This section introduces the importance of analytics for managers and provides an overview of working effectively with data scientists to become more data-driven.
This section breaks down the necessity for people in managerial roles to go beyond simply relying on data experts.
According to the authors of the HBR handbook on foundational data analytics for managers, companies are accumulating vast amounts of data that offer a range of opportunities for managers. Data enables improved forecasting of future events, identifying the reasons behind particular incidents, and developing understanding of elements influencing your sector or market. It can help guide choices about topics like hiring and developing new products.

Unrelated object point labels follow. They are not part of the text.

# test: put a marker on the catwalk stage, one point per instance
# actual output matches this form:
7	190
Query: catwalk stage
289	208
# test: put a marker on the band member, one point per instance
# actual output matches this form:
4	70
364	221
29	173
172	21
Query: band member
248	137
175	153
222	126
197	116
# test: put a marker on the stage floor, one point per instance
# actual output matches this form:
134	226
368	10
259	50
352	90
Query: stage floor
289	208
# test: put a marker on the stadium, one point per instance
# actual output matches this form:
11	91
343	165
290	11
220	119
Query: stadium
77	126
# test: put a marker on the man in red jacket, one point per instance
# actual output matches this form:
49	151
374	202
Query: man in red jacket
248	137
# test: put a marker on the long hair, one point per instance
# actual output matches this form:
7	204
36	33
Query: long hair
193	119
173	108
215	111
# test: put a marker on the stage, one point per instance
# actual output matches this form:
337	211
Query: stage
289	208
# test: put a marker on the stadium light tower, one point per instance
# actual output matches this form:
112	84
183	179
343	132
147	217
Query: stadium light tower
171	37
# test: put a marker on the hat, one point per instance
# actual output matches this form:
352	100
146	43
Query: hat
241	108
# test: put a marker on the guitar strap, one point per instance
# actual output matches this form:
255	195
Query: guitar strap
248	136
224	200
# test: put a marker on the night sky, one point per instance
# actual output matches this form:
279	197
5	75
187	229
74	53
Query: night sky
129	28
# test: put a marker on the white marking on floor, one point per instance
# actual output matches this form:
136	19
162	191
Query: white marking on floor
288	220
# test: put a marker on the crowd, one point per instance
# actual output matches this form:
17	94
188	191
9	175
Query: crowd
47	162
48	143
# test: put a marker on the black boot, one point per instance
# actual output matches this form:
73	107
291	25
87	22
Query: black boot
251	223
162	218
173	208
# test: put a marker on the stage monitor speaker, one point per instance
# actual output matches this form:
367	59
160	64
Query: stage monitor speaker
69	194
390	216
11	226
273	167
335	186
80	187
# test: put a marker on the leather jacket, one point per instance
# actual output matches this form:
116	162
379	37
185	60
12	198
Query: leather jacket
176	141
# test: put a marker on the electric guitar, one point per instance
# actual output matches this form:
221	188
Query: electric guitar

However, the authors caution that simply having data is not enough; managers need to understand how to leverage it to inform their decisions. If you can't use data to guide your choices, then you'll only have numbers. It's swiftly becoming essential for all decision-makers to have foundational knowledge of analytics. It's not necessary to be a data scientist, but you need to understand how specialists employ data to arrive at their conclusions and how to optimally utilize that information to make decisions. You must be capable of posing the appropriate questions about datasets and conveying the outcomes to your peers and stakeholders convincingly and persuasively.
Practical Tips
- You can leverage data to make informed career decisions by tracking industry trends and job market analytics. Use free online tools like Google Trends to monitor the popularity of job roles and skills in your field. This can guide you in choosing which skills to develop or certifications to pursue, increasing your employability in areas where there's a growing demand.
- Create a personal incident diary to understand the reasons behind recurring problems in your daily life. Whenever an issue arises, such as consistently being late or forgetting important tasks, make a note of it along with the circumstances that led to it. Over time, analyze the entries to find common factors and develop strategies to prevent these incidents in the future.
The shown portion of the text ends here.